Hmmm...a bit of a stretch, no? Maybe when he sets up gulags and executes a few relatives with a howitzer the comparison will make more sense. Though at least it's a change from the lazy journalistic "Trump is Literally Hitler" trope. Truer comparisons might be to FDR and Reagan, both presidents who transformed America and the world, both who attracted fanatical believers and fanatical haters in their day. Certainly the vitriolic attacks on Trump are reminiscent of the attacks on Reagan (remember?
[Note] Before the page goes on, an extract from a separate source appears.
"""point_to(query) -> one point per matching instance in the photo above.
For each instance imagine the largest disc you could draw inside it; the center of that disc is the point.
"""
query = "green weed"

He was going to start WWIII by defeating communism, which all reasonable people knew was impossible and lunatic). And of course now that the media have become institutional defenders of the status quo - the vanguard of the oligarchy - all we ever hear is the usual performative hysteria. After a while it doesn't sound annoying anymore - just pathetic.
By the way, notice how they tell you to read the “Art of the Deal” if you don’t understand what’s going on. As if the people who loose money and trading partners are guilty in not reading it. “This is the Tree of Wealth to those who hold strong to it”.